PerspicaciaTick Thu 10-Mar-16 21:21:52

What country are you in? I've not heard of schools of tutors for preschoolers before?
Why did you choose this school? Could he go somewhere else?

Lorelei2 Thu 10-Mar-16 21:38:24

the UK. Sorry 'tutors' meaning preschool workers, can't think of their term? I chose this school because it's in the catchment area for where I live. I wouldn't want him to go anywhere else because I don't believe in 'choosing' a school. I went to the closest schools to where I lived growing up and they were fine, and even if they weren't, my parents were not about to move me.
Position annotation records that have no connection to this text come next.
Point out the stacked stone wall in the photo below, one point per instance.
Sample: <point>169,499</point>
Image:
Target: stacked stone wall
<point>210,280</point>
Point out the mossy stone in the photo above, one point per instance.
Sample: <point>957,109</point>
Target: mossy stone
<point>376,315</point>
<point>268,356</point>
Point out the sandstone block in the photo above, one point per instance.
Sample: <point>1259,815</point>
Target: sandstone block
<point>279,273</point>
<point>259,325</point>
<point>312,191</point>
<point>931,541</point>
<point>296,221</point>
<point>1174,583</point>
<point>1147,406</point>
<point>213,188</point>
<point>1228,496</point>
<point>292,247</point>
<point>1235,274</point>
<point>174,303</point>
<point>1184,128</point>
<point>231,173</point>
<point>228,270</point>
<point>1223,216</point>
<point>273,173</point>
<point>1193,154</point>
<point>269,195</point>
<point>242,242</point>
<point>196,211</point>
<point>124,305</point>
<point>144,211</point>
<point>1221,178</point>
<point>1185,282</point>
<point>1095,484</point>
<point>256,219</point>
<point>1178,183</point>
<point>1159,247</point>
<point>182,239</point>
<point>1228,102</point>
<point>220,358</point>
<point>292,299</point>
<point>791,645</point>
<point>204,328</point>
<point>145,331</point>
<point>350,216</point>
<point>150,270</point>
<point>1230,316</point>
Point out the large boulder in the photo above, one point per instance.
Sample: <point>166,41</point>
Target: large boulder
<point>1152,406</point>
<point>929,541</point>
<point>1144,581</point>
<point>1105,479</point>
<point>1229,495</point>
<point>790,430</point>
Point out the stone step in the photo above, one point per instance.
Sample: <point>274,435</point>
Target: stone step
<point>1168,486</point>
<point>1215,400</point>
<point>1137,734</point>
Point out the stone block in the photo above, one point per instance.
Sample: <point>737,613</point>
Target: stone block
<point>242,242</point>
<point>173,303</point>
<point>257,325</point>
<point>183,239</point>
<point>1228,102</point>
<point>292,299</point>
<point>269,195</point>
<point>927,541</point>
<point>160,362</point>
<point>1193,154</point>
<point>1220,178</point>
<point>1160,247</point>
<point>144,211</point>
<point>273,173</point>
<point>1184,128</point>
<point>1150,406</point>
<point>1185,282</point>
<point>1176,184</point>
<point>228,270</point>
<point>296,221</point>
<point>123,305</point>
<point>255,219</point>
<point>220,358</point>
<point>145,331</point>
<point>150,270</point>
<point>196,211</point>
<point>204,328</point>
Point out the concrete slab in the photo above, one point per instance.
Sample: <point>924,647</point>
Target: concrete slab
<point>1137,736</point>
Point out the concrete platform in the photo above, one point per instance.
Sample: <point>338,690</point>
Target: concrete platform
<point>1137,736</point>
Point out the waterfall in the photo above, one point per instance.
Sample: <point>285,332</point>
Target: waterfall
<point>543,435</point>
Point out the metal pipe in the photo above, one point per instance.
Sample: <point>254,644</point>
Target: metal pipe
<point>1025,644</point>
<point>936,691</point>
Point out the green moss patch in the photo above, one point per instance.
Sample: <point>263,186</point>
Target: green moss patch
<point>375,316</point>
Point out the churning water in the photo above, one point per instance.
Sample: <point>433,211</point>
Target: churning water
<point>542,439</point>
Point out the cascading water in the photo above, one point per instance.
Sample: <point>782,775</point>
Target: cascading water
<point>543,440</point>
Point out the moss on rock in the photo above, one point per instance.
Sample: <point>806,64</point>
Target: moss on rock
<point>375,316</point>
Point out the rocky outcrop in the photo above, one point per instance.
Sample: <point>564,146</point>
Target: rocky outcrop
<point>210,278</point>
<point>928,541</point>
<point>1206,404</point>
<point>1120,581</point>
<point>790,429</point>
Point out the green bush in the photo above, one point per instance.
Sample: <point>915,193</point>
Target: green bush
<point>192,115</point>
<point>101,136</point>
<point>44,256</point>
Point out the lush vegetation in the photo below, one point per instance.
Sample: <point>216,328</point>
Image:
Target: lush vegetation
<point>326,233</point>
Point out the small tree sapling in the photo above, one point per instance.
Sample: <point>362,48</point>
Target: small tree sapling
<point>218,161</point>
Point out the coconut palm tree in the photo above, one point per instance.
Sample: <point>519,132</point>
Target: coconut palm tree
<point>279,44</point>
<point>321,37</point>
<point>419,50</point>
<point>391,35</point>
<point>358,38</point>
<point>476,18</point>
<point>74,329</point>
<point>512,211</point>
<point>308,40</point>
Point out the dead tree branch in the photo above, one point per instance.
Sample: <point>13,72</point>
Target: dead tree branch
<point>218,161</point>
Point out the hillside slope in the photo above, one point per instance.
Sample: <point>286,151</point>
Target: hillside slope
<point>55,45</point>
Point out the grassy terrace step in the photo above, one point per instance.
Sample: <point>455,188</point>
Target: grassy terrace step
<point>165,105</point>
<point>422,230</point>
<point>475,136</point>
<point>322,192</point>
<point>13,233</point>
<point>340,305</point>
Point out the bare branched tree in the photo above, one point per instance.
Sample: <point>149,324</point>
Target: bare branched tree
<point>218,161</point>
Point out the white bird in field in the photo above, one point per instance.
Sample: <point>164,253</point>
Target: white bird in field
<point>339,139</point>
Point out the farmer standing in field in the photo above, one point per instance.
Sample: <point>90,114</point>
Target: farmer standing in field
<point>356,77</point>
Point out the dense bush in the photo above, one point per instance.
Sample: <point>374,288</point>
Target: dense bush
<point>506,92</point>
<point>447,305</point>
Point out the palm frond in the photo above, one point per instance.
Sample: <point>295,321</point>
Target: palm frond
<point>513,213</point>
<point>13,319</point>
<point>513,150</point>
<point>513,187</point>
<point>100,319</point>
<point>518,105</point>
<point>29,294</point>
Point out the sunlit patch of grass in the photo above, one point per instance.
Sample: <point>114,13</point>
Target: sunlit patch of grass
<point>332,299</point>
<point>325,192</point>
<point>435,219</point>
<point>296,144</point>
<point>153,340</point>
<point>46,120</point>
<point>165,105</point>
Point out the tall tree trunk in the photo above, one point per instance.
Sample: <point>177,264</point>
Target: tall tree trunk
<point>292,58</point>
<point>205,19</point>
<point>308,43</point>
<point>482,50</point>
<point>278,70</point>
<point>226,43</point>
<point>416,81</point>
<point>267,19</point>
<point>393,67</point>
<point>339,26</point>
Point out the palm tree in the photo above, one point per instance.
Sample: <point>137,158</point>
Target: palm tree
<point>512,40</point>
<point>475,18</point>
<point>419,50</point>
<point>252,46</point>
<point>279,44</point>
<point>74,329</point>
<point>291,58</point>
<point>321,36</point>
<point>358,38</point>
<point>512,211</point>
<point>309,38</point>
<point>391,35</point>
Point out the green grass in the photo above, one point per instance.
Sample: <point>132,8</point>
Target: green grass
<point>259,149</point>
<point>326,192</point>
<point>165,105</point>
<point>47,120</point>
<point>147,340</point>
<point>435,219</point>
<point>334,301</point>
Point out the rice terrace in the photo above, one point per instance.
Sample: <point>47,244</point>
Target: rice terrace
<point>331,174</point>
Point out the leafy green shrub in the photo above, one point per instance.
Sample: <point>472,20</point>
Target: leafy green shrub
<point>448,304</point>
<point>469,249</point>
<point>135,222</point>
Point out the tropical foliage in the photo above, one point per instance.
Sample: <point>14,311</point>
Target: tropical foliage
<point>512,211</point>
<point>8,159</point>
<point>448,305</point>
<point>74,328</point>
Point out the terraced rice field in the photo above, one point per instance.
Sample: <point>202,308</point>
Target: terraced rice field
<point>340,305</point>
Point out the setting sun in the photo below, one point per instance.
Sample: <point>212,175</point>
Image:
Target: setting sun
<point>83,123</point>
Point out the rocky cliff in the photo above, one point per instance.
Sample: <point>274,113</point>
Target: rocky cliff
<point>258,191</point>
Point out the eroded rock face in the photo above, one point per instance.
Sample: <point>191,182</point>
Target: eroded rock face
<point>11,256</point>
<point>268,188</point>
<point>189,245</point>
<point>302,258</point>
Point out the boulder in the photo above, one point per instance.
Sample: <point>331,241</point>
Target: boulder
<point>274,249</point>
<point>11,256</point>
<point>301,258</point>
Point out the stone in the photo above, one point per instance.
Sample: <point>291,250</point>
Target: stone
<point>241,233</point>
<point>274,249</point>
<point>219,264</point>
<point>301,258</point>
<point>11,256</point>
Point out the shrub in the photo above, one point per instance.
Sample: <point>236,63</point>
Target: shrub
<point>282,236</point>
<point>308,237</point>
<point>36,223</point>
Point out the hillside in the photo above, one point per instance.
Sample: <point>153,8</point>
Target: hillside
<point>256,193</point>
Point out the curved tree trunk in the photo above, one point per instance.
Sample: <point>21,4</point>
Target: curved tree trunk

I don't want to move him because he's friends with all the children who he'll be going to school with and this is invaluable, just wondering if anyone has complained, thanks.

poocatcherchampion Thu 10-Mar-16 21:41:20

People vote with their feet on the whole and leave if they don't like it.

By all means raise your issues with the manager but I suggest you at least attempt to keep your contempt of the workers' age to yourself.

Lorelei2 Thu 10-Mar-16 22:08:08

Upon reflection I think maybe the preschool teachers are right, I do need to toughen up on him. I'm going to post in Behaviour/ Development for tips!

PerspicaciaTick Thu 10-Mar-16 22:15:34

I'd go with lots of praise, encouragement and making him feel competent and that he can do these things. You might need to give him more time and break each task down into little bits, some of which he can do (and get lots of praise) and some of which you might need to support/assist while he learns. Maybe let him realise that although you will support and help you won't do it for him. But don't get too tough or stern about it. Make it into a series of games, with hugs for rewards when he succeeds. He'll get there, it is a long time to September.